Taxes foncières : Luc Godbout propose de nouveaux scénarios de réforme

Le fiscaliste Luc Godbout, nommé par le ministère de l’Agriculture comme expert indépendant pour mesurer l’impact financier de la réforme abandonnée du Programme de crédits de taxes foncières agricoles (PCTFA), n’a donné raison ni à l’ex-ministre Paradis ni à l’Union des producteurs agricoles (UPA).

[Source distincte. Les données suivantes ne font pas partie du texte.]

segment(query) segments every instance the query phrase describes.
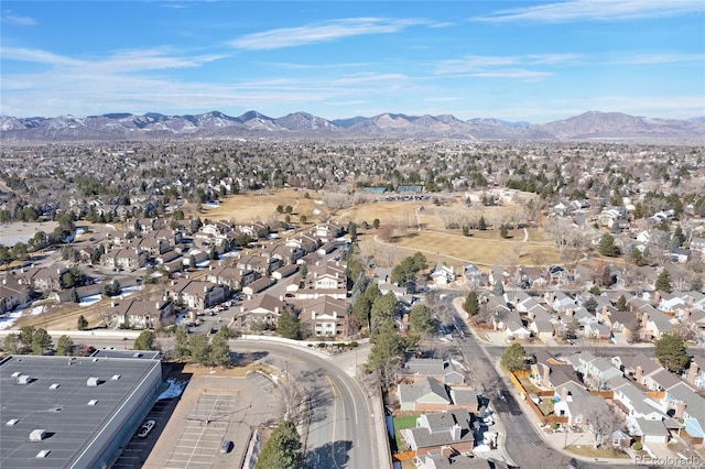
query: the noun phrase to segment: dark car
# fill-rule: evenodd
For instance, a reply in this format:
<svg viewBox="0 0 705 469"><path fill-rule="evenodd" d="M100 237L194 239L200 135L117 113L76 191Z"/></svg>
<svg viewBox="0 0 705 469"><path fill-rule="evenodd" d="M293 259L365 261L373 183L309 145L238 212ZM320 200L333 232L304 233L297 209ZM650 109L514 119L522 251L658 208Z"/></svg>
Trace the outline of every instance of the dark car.
<svg viewBox="0 0 705 469"><path fill-rule="evenodd" d="M232 449L232 441L229 439L224 439L220 444L220 452L230 452Z"/></svg>

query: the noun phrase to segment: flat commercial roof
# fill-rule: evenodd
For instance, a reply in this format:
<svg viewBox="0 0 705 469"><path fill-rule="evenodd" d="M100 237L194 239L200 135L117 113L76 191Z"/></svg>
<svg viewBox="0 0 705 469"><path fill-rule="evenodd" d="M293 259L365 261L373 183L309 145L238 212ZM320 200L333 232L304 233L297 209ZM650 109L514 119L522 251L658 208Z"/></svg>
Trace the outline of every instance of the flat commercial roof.
<svg viewBox="0 0 705 469"><path fill-rule="evenodd" d="M150 371L161 367L160 360L122 357L1 361L0 467L70 467ZM37 429L44 430L42 438L30 440ZM37 457L42 451L45 457Z"/></svg>

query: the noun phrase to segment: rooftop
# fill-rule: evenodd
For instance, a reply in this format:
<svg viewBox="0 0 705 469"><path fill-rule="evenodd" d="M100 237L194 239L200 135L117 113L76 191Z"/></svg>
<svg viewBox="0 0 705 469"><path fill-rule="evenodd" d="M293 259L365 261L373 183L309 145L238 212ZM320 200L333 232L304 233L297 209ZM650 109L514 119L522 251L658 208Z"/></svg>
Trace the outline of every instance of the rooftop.
<svg viewBox="0 0 705 469"><path fill-rule="evenodd" d="M147 357L135 360L131 351L101 355L12 356L0 362L0 467L72 467L135 386L161 366ZM31 440L33 432L39 440ZM37 457L40 451L48 452Z"/></svg>

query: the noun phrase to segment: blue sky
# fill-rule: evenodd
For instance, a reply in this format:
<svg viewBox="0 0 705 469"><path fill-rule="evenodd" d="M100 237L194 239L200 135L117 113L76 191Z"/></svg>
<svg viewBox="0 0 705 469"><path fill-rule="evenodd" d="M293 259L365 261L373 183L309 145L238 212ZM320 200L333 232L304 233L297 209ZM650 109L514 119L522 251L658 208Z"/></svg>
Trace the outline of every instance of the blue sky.
<svg viewBox="0 0 705 469"><path fill-rule="evenodd" d="M3 0L0 114L705 116L703 0Z"/></svg>

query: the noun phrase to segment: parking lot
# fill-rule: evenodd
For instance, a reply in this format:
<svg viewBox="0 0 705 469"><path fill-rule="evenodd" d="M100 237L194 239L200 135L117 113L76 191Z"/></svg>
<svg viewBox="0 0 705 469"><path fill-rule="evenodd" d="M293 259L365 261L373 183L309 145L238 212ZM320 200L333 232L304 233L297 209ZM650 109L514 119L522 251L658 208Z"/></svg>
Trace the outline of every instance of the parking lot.
<svg viewBox="0 0 705 469"><path fill-rule="evenodd" d="M142 467L147 455L150 454L160 435L164 432L169 417L174 412L177 402L178 401L175 399L169 399L156 401L154 403L154 406L144 418L145 421L154 421L154 428L152 428L145 438L138 437L135 433L122 450L118 460L112 465L113 469L132 469Z"/></svg>
<svg viewBox="0 0 705 469"><path fill-rule="evenodd" d="M241 402L237 394L202 394L193 412L186 416L181 437L165 468L209 468L220 455L220 443L228 433L230 416L238 412ZM225 455L224 455L225 456Z"/></svg>
<svg viewBox="0 0 705 469"><path fill-rule="evenodd" d="M240 467L252 429L282 415L280 391L259 373L194 377L147 461L132 467ZM224 439L235 443L229 452L220 451Z"/></svg>

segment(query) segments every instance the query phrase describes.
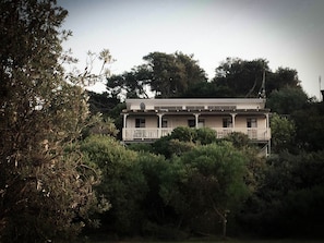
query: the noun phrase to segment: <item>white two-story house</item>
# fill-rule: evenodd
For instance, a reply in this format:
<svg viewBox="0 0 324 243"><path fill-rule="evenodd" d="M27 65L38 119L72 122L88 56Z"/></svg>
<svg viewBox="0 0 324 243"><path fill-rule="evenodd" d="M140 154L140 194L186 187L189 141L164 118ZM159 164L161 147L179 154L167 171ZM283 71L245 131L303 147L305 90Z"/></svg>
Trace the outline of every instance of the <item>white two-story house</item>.
<svg viewBox="0 0 324 243"><path fill-rule="evenodd" d="M127 99L122 141L154 142L177 126L211 127L217 137L242 132L269 153L269 110L262 98Z"/></svg>

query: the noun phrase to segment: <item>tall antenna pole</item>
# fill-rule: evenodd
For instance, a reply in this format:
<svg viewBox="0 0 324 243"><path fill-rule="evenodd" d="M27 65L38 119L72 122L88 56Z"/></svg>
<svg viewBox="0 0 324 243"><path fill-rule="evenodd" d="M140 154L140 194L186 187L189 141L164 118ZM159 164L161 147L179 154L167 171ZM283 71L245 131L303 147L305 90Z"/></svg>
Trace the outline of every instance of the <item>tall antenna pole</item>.
<svg viewBox="0 0 324 243"><path fill-rule="evenodd" d="M321 97L322 97L322 101L323 101L322 87L321 87L321 75L319 76L319 85L320 85L320 101L321 101Z"/></svg>

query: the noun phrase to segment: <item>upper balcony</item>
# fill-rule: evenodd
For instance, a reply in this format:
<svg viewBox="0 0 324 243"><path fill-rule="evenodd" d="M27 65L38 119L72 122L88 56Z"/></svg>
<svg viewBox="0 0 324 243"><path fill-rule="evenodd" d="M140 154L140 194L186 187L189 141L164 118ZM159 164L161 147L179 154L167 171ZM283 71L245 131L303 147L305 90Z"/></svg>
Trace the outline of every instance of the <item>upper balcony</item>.
<svg viewBox="0 0 324 243"><path fill-rule="evenodd" d="M122 130L124 142L153 142L170 134L175 127L130 127ZM248 135L252 142L267 142L271 139L271 129L255 127L212 127L216 131L217 138L224 138L232 132Z"/></svg>

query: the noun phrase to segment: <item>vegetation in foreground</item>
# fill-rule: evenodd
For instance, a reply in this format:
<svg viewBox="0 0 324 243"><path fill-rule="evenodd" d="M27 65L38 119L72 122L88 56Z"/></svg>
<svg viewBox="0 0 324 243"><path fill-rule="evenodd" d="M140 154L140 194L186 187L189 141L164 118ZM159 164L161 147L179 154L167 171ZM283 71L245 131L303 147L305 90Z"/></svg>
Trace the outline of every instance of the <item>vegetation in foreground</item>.
<svg viewBox="0 0 324 243"><path fill-rule="evenodd" d="M153 52L95 95L84 87L105 72L63 69L74 59L62 51L70 33L59 31L67 12L55 0L0 4L0 242L324 238L324 107L297 71L227 59L207 82L193 56ZM108 51L99 58L109 63ZM216 139L208 129L122 145L119 96L145 97L145 86L157 98L264 92L276 113L272 156L260 157L244 134Z"/></svg>

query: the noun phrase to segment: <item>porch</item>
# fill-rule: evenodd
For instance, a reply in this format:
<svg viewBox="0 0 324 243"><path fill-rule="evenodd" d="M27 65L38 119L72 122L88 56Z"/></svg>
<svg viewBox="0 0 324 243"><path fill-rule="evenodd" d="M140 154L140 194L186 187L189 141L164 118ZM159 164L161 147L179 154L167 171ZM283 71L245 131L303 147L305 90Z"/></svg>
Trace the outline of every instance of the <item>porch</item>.
<svg viewBox="0 0 324 243"><path fill-rule="evenodd" d="M132 142L153 142L170 134L175 127L125 127L122 129L122 139ZM271 139L271 129L257 127L211 127L216 131L217 138L224 138L232 132L241 132L255 142L266 142Z"/></svg>

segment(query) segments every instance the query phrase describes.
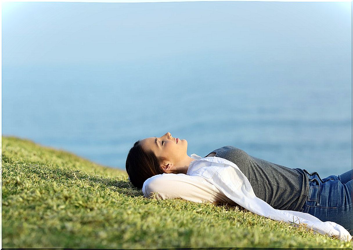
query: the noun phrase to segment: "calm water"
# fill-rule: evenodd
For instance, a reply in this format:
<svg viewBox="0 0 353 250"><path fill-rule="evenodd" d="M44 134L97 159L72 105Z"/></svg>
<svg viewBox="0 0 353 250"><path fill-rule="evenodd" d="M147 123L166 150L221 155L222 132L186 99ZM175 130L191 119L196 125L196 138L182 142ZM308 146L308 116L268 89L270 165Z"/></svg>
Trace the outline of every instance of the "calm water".
<svg viewBox="0 0 353 250"><path fill-rule="evenodd" d="M219 2L202 3L218 4L219 10L229 7ZM66 3L76 4L72 7L77 8L83 6ZM207 6L210 9L213 6ZM36 10L40 9L36 6ZM265 5L253 5L249 9L257 6ZM294 12L301 22L296 26L290 19L279 24L283 10L293 10L294 6L281 5L279 9L271 6L267 7L265 13L275 17L272 23L266 19L267 26L259 28L258 20L249 23L251 16L244 21L248 28L257 27L256 32L244 33L241 25L236 26L239 20L235 18L226 25L222 23L220 27L226 30L224 33L209 25L202 26L204 24L199 19L193 23L194 19L189 18L188 22L194 25L191 25L194 31L187 33L194 34L190 39L204 42L189 43L187 49L181 45L163 47L159 53L146 55L143 54L140 46L145 44L148 50L153 42L150 37L146 45L141 38L140 44L136 40L132 42L139 44L142 55L135 55L130 60L103 60L92 56L89 60L56 61L55 58L62 59L65 54L60 58L50 54L54 57L49 59L42 54L47 61L51 60L48 63L40 60L31 62L28 54L25 58L11 57L9 52L15 45L19 49L19 44L29 46L23 41L26 36L34 35L20 31L16 33L16 29L20 27L10 18L5 18L2 133L29 138L122 169L135 141L169 131L174 137L186 139L189 155L204 156L214 149L231 145L275 163L316 171L323 177L347 171L351 168L350 20L348 23L342 13L336 12L336 16L329 17L341 19L324 29L322 22L328 18L323 13L331 13L331 7L324 5L320 11L314 12L308 26L304 18L301 19L298 15L309 13L314 6L309 5L300 5ZM239 15L246 11L244 6ZM118 13L105 8L112 15ZM304 9L306 12L299 11ZM190 10L178 10L187 17L196 14ZM276 10L282 10L281 15ZM249 11L249 15L256 14ZM49 14L45 18L54 18ZM171 40L180 35L175 30L180 23L175 16L170 18L170 22L174 22L173 32L166 35L165 27L162 32L153 26L153 41L174 36L170 36ZM208 18L201 14L200 17ZM342 23L346 29L342 28ZM148 24L143 28L148 30ZM133 30L134 25L137 24L132 24L130 29ZM290 30L283 31L288 27ZM197 34L195 31L201 28L218 33L215 36L205 31ZM317 32L315 35L311 32L313 30ZM107 30L103 29L101 33ZM260 31L261 34L257 33ZM229 39L235 42L239 32L241 46L233 46ZM139 34L143 37L143 33ZM340 39L334 39L337 36ZM72 39L76 41L79 38ZM256 42L260 40L262 42ZM45 51L50 54L48 44ZM70 45L66 46L70 48ZM91 45L92 49L100 49L96 46ZM121 49L132 51L132 48ZM116 52L112 50L112 53ZM73 58L74 53L70 53L66 55L68 58Z"/></svg>

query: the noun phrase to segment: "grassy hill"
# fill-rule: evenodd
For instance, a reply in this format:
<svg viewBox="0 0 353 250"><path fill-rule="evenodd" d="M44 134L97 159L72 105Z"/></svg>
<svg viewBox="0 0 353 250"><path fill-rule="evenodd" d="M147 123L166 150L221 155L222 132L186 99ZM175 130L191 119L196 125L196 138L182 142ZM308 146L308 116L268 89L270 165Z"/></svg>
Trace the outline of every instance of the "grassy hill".
<svg viewBox="0 0 353 250"><path fill-rule="evenodd" d="M3 248L351 248L237 207L143 197L125 171L2 137Z"/></svg>

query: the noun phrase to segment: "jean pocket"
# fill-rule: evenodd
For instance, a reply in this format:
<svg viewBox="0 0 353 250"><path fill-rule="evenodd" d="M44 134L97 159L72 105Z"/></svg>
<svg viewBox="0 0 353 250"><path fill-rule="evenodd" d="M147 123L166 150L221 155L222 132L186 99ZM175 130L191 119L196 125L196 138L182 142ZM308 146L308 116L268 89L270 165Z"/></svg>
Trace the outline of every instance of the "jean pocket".
<svg viewBox="0 0 353 250"><path fill-rule="evenodd" d="M313 180L314 179L313 179ZM307 200L310 201L316 201L317 202L318 199L319 187L317 186L310 186Z"/></svg>

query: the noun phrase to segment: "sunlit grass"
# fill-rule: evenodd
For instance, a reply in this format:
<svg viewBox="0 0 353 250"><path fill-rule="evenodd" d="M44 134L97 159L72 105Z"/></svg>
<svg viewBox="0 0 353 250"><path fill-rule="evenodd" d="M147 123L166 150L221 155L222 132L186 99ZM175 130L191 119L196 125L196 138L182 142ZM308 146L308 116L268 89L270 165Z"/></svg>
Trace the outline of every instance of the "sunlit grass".
<svg viewBox="0 0 353 250"><path fill-rule="evenodd" d="M347 248L236 207L143 197L125 171L2 137L3 248Z"/></svg>

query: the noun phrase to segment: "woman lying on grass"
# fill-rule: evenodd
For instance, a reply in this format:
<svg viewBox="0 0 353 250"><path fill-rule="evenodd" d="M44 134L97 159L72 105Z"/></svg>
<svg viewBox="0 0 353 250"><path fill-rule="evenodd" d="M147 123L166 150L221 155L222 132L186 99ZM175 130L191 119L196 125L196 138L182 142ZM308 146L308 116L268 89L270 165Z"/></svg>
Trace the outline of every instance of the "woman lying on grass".
<svg viewBox="0 0 353 250"><path fill-rule="evenodd" d="M352 239L352 170L322 179L316 172L272 163L233 147L203 158L189 157L187 148L186 140L169 132L137 141L126 159L129 179L146 197L240 206L268 218Z"/></svg>

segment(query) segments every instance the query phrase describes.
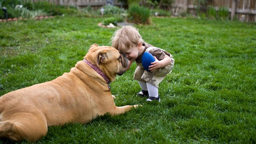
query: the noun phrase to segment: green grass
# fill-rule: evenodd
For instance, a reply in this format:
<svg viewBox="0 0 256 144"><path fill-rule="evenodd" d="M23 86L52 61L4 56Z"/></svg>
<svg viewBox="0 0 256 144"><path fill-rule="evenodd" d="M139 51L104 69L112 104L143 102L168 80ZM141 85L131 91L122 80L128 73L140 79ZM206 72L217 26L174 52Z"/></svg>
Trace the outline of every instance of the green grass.
<svg viewBox="0 0 256 144"><path fill-rule="evenodd" d="M69 72L94 43L110 45L116 29L98 26L103 18L0 23L0 96ZM146 42L175 59L160 86L161 102L136 96L134 64L111 91L118 106L143 106L85 124L50 127L38 143L256 142L255 24L152 18L150 25L136 26Z"/></svg>

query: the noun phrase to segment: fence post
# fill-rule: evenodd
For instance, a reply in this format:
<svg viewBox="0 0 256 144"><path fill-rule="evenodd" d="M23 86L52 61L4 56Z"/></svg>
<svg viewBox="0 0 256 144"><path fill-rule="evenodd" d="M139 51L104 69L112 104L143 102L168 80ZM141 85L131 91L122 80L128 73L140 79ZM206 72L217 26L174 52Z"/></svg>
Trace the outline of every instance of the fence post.
<svg viewBox="0 0 256 144"><path fill-rule="evenodd" d="M233 0L232 1L232 10L231 10L231 20L233 20L234 17L236 14L236 1L237 0Z"/></svg>

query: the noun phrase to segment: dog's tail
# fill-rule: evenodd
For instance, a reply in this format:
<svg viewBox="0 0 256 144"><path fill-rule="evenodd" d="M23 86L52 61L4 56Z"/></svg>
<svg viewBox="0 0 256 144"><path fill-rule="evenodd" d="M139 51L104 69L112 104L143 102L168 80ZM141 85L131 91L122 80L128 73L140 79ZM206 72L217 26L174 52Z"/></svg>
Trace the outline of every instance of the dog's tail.
<svg viewBox="0 0 256 144"><path fill-rule="evenodd" d="M10 120L0 122L0 138L8 138L16 141L21 140L19 134L14 132L13 130L16 129L16 127L15 124Z"/></svg>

Dans son rapport intitulé La réforme abandonnée, un dossier non réglé, publié le 23 mars, le professeur de l’Université de Sherbrooke propose de nouveaux scénarios qui feraient moins de perdants, mais qui feraient augmenter le coût du programme pour le gouvernement.

Question de point de vue

La façon de regarder les chiffres influence l’impact de la réforme abandonnée. Si l’on prend, pour chaque bénéficiaire, l’effet en pourcentage sur ses propres taxes nettes et que l’on fait la moyenne arithmétique de celui-ci pour tous les producteurs, le rapport évalue que la hausse moyenne est de 45 %. Rappelons que l’UPA estimait cette augmentation de 30 % à 40 %, tandis que l’ex-ministre Pierre Paradis parlait d’une perte moyenne de 113 $ pour 1 % des producteurs.

Le rapport Godbout, déposé en février et rendu public en mars, évalue plutôt cette perte moyenne à 403 $ pour 2017. En outre, il démontre que le nombre d’agriculteurs touchés par une augmentation de plus de 30 % n’est pas de 1 %, mais de 36,5 % (9 000 producteurs).

Luc Godbout calcule finalement une hausse de taxes nettes à payer de 14 % par rapport à 2016, en tenant compte d’une moyenne pondérée en fonction de la superficie détenue par chacun des bénéficiaires de la réforme abandonnée du PCTFA.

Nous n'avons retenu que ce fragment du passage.